Why are the prayers of an ill person so powerful? The Almighty’s presence leaves no room for any prosecuting angels or bad spiritual energy. As a result, prayers by the head of an ill person have greater power. That’s why it’s so important to endeavour to visit someone who is ill. A phone-call is helpful, but a physical visit has unparalleled spiritual power.
It should be noted, nonetheless, that there are occasions when the unwell individual is not interested in receiving visitors. Such instances must be respected. It’s no help to visit someone who doesn’t want visitors. On such occasions, phone-calls are certainly welcome alternatives. Moreover, during the current Coronavirus crisis, we must be incredibly cautious about spreading the virus, even unknowingly. And so the telephone is the preferred method of fulfilling the mitzvah of bikur cholim, at present.
Returning to God’s response at the head of an ill person, what’s interesting is that God’s presence doesn’t automatically help the patient’s recovery. He must still engage in prayer. Furthermore, the Divine presence appears to have greater power through the vehicle of the patient themselves. When they pray, there’s no stopping their prayers reach God, because He’s right there.
That doesn’t only go for prayers for the patient themselves. Their prayers are more effective for others too. So that’s why (under normal circumstances) it’s important to visit the sick. It’s not only beneficial to them – visiting the sick, our Sages tell us, removes one sixtieth of their illness – it can also have immense benefit to the visitor. Since the patient has special praying powers, his blessing has particular potency.
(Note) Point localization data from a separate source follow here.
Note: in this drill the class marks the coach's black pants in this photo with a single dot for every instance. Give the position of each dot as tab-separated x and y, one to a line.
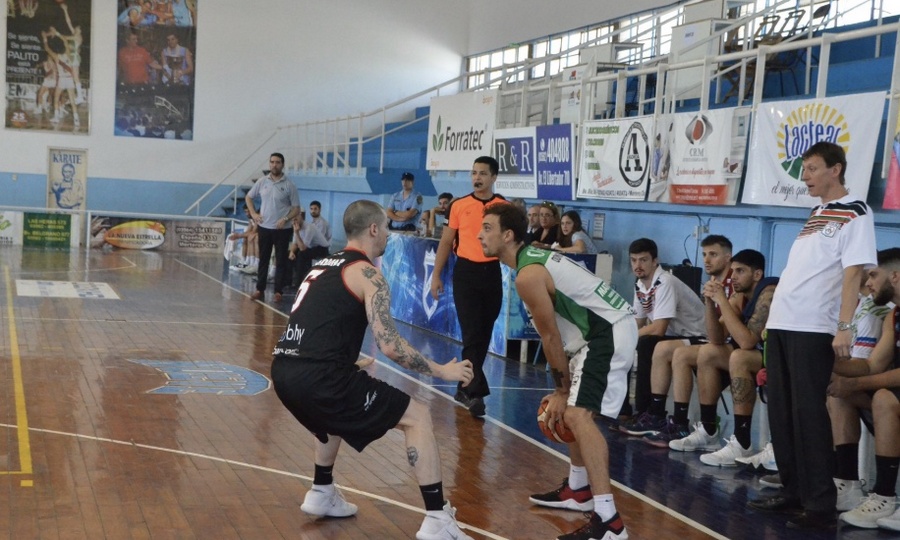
280	240
798	368
478	295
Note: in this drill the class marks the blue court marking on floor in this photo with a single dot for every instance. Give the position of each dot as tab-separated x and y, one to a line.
206	377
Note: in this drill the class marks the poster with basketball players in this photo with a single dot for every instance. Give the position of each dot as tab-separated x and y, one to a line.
48	65
155	67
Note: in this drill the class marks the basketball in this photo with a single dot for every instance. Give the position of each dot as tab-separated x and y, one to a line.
561	433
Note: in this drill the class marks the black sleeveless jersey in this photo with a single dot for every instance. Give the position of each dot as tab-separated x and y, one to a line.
327	322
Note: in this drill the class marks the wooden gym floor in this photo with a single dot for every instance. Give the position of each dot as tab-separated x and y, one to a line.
135	403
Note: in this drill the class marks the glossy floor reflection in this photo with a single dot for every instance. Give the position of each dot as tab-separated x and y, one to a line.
150	416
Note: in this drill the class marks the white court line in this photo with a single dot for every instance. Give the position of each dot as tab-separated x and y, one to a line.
219	281
680	517
247	465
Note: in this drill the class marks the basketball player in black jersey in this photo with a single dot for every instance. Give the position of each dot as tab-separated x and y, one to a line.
316	377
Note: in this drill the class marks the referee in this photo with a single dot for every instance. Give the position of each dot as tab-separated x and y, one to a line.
477	283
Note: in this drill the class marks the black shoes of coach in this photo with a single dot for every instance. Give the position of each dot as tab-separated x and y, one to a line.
778	504
474	404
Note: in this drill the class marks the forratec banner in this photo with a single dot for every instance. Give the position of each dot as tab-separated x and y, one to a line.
616	157
460	129
556	162
784	130
514	150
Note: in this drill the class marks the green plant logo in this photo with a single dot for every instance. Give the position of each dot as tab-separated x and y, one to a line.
437	139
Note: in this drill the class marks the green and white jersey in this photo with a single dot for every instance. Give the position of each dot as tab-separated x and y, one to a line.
585	305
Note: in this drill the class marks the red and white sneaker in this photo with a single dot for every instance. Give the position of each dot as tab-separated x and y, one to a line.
567	498
595	529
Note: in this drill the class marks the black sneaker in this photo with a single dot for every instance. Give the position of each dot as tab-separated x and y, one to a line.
564	497
474	404
613	529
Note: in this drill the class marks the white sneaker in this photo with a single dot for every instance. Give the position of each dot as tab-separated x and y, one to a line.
850	494
327	501
725	456
698	440
441	525
870	511
891	522
761	460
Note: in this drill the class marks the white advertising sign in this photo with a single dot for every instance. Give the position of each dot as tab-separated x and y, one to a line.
616	158
460	129
514	150
784	130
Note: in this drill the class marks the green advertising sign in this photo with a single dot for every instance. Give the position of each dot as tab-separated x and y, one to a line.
47	230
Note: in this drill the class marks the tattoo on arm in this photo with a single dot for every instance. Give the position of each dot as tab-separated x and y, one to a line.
757	321
378	310
742	391
558	377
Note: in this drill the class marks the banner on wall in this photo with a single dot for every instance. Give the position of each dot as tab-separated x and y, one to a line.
66	178
556	162
892	192
616	158
514	150
10	228
460	129
701	157
46	230
155	67
161	235
48	65
783	130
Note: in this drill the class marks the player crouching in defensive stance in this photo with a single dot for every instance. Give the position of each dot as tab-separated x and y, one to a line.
589	336
316	377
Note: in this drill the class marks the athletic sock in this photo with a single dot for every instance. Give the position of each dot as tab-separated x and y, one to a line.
708	417
433	495
742	429
324	475
604	506
886	475
680	417
846	457
657	404
577	477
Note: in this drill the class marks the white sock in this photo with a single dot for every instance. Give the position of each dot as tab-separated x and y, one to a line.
604	506
577	477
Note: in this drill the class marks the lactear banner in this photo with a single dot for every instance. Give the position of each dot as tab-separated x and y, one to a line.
460	129
48	65
892	192
616	158
514	150
784	130
699	157
556	162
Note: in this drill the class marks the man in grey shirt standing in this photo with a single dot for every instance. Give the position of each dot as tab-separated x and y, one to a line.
280	203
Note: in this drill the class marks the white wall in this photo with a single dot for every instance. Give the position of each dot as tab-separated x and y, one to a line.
497	23
260	65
When I visit a patient in hospital, I will offer them a blessing for a speedy and complete recovery. Often, I will then ask them to give me a blessing. Why? Because of this talmudic teaching that God is right by their head with zero barriers to impede their prayers.
It’s very empowering to a patient when a visitor asks them for a blessing. Sometimes their feeling of self-worth has deflated, lying there feeling helpless. Asking them for a blessing demonstrates that you value what they can do for you. The visit is not a one-way-street. You need them just as much as they need you. That boost to their self-esteem alone can go a long way to improving their recovery horizon.
It’s important to remedy the sense of imbalance when you go and visit someone who is ill. By pointing out their special pipeline to Heaven’s blessing, you bolster the patient’s hope, strength, and sense of self-worth. May your hospital visits leave both you and the patient feeling reinvigorated!